無駄にきりっとして言った彼女はどこからかメモ帳を取り出して呆れる土方に説明を始める。


「私自身としてはあえてのスク水をオススメしたいんですけど男性陣としてはカラフルかつ刺激的なタイプを希望する声が多かったんです・・・・・・体型的なモノを考えるとビキニよりはセパレイトかなぁなんて。勿論、近年出てるアレ・・・洋服もどきは却下ですよね邪道です。千鶴ちゃんの恥ずかしがる姿とか想像するだけで萌え・・・燃えます。ご飯三杯はイケちゃいますよ。そんなワケで土方先生はどれがいいと思います?」


(本当に女かコイツ?)


繰り出されたマシンガントークの中には聞き逃せない部分もあったがまた深々とため息を吐く。

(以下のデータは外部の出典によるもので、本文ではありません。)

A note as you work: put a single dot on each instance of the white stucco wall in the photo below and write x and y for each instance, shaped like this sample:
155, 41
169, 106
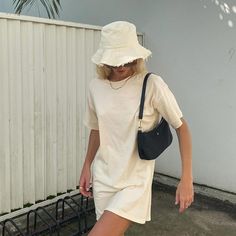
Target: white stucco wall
194, 50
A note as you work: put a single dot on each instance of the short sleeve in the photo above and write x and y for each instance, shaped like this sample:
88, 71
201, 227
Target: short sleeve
164, 101
90, 117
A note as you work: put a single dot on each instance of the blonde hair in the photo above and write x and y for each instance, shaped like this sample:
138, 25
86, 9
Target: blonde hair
104, 71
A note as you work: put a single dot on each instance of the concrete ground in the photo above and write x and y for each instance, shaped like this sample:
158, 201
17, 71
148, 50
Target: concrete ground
206, 217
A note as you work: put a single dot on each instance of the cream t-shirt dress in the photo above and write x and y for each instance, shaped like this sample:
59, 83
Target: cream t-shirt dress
121, 180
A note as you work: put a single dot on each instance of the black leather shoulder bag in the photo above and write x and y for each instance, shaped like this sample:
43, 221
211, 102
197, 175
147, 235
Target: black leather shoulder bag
152, 143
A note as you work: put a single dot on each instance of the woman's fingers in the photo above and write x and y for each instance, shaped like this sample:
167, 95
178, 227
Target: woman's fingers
85, 188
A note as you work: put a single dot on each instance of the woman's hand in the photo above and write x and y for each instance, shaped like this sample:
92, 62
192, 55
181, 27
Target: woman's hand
84, 183
184, 195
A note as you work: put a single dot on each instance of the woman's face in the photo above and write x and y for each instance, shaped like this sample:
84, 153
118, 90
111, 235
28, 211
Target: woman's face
124, 70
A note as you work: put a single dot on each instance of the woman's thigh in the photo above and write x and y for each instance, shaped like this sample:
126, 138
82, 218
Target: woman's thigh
110, 224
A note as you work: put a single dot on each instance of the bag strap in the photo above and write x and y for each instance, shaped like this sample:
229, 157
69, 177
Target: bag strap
140, 116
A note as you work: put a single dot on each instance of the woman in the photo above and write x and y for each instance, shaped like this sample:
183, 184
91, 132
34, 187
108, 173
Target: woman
121, 180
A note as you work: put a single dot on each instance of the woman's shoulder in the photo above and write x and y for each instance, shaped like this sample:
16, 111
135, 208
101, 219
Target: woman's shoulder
157, 82
94, 82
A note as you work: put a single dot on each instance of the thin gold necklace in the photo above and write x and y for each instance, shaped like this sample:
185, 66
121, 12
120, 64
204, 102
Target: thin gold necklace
116, 88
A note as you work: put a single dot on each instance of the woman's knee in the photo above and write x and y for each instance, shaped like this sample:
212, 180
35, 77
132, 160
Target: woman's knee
110, 224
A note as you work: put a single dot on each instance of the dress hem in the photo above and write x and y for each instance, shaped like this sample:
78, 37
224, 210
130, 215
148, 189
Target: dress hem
127, 216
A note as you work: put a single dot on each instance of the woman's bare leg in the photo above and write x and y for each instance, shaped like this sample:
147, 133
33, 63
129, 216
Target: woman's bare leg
110, 224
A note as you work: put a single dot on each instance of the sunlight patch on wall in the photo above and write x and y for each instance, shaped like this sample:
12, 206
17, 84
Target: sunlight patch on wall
226, 12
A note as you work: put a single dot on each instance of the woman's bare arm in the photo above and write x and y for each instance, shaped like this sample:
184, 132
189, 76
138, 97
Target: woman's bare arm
185, 193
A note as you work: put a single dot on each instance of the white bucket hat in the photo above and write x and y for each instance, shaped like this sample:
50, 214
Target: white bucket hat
119, 45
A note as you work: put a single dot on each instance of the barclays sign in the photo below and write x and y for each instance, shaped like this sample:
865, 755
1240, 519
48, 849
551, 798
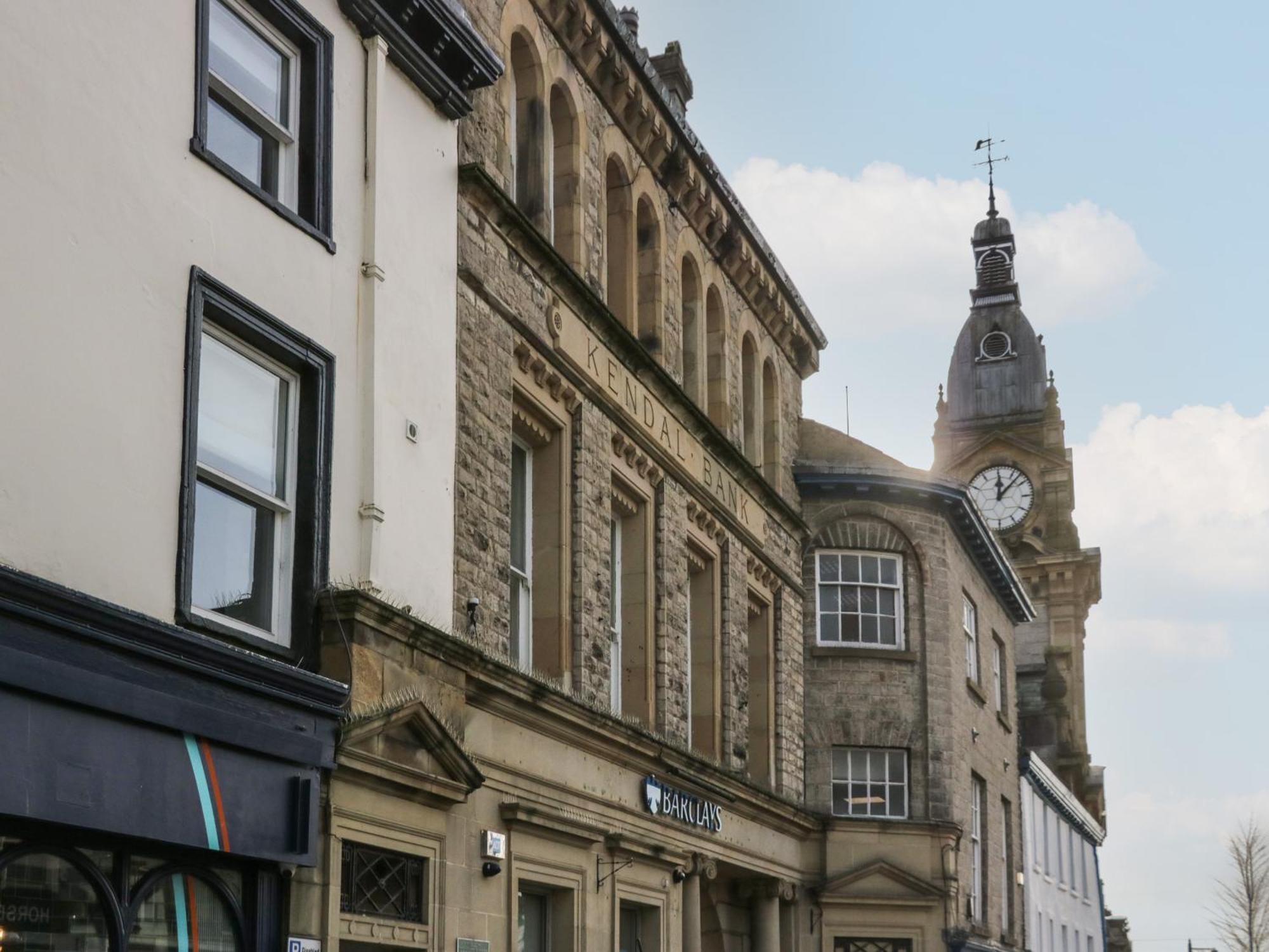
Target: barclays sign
664, 800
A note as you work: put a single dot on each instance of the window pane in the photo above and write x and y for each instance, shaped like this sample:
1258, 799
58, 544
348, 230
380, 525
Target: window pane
851, 568
237, 143
234, 556
878, 764
890, 571
829, 627
841, 762
242, 418
878, 800
858, 766
828, 568
869, 569
886, 601
65, 911
889, 635
520, 507
860, 799
182, 910
898, 768
869, 629
897, 806
851, 627
841, 799
247, 62
532, 927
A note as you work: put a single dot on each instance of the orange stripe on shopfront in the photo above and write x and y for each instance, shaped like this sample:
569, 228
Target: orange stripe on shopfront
194, 914
216, 795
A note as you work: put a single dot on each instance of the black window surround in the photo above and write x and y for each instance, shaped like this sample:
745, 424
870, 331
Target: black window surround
317, 95
213, 303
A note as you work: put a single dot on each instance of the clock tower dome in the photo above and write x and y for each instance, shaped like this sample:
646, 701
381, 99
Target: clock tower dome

「それを俺に聞く必要はねえだろ・・・・・・しかも何で雪村なんだ」



(お前のじゃねえのかよ・・・って俺は変態か!)


心の中で全力で突っ込みをしつつそう言うと彼女は笑みを深めてとんでもない発言をした。


「・・・・・・・・・いや、男性陣の意見を取り入れる為ですけどまあ、トシ先生の好みはどれなのかな、なんて」


「・・・・・・っ」


その言った時の、彼女の顔といったら。


「・・・・・・・・・・・・休憩も終わりですし、戻ります」


「待てよ」


ぱしりと逃げるように走り出そうとした彼女の腕を掴んで引き寄せて耳元に顔を寄せると囁く。


「─────・・・・・・」


「・・・っ!」


途端、彼女は目を見開いて──楽しげに、嬉しげに頷いて笑った。



(了解しました、トシ先生)


そして不敵に微笑んで言ったのだった。